Civilians flee oil town as Gaddafi forces advance
Panicked civilians abandoned a central Libyan oil town yesterday that has changed hands three times in the past nine days, fleeing an advance by pro-regime forces that threatened to wreak fresh destruction on their homes.
For more than a week, the residents of Ras Lanuf, a prosperous port, have withstood relentless artillery barrages, air raids and the presence of ill-disciplined fighters from both sides on their once-quiet streets.
Yesterday, they had had enough. Slinging suitcases and bundles of clothes into the back of their cars, they fled to sanctuary further east as rebels withdrew into the desert after appearing to give up hope of holding the town against Colonel Muammar Gaddafi's better-equipped forces.
But even in flight, Ras Lanuf's terrified residents could not escape the dangers from the skies above.

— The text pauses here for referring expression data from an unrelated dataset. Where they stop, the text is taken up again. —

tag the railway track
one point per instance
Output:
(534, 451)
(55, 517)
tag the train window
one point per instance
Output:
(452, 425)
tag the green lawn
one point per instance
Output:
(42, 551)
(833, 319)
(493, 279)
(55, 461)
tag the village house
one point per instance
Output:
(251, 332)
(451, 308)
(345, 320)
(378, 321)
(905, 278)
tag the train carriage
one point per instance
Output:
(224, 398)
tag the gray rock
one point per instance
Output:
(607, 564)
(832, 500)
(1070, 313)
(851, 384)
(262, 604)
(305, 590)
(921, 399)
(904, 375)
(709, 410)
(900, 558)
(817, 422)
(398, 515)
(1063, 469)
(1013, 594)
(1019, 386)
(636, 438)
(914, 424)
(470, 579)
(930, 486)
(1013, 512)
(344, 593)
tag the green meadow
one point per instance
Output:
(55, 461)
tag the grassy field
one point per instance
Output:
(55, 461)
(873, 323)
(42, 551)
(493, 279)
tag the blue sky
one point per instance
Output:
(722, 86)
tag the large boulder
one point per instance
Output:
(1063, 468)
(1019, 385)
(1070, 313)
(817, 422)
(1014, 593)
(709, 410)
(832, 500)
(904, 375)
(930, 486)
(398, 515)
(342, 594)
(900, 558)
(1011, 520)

A vehicle carrying three generations of the same family was thrown into the air by the force of a bomb dropped by one of the Libyan leader's fighter jets.

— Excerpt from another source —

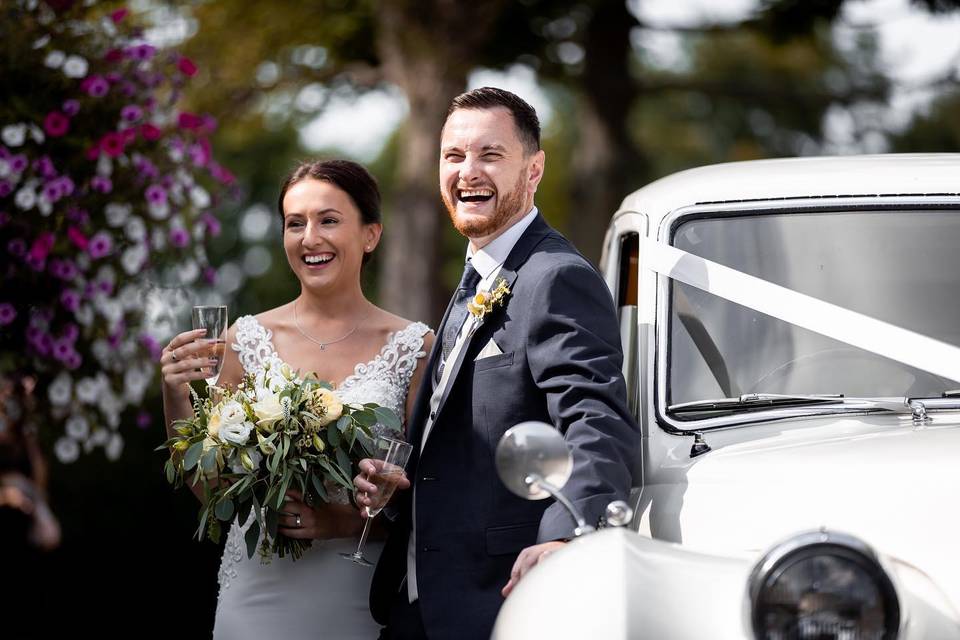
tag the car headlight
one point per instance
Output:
(822, 586)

Ras Lanuf is so valued for its oil that Col Gaddafi denied access to the town to all but residents. It has emerged as one of the most contested battlefields of the conflict, and neither side seems strong enough to hold it.
People were forced to cower in their homes as the battle raged around them. Residents taking cover in a hospital said they did not know what to be more afraid of: the ill-disciplined rebels firing wildly into the air or Col Gaddafi's artillery and bombers.
"We did not ask for this," said Khaled Khamis, an engineer in the town. "We lived well here and we want to continue to work in peace." (© Daily Telegraph, London)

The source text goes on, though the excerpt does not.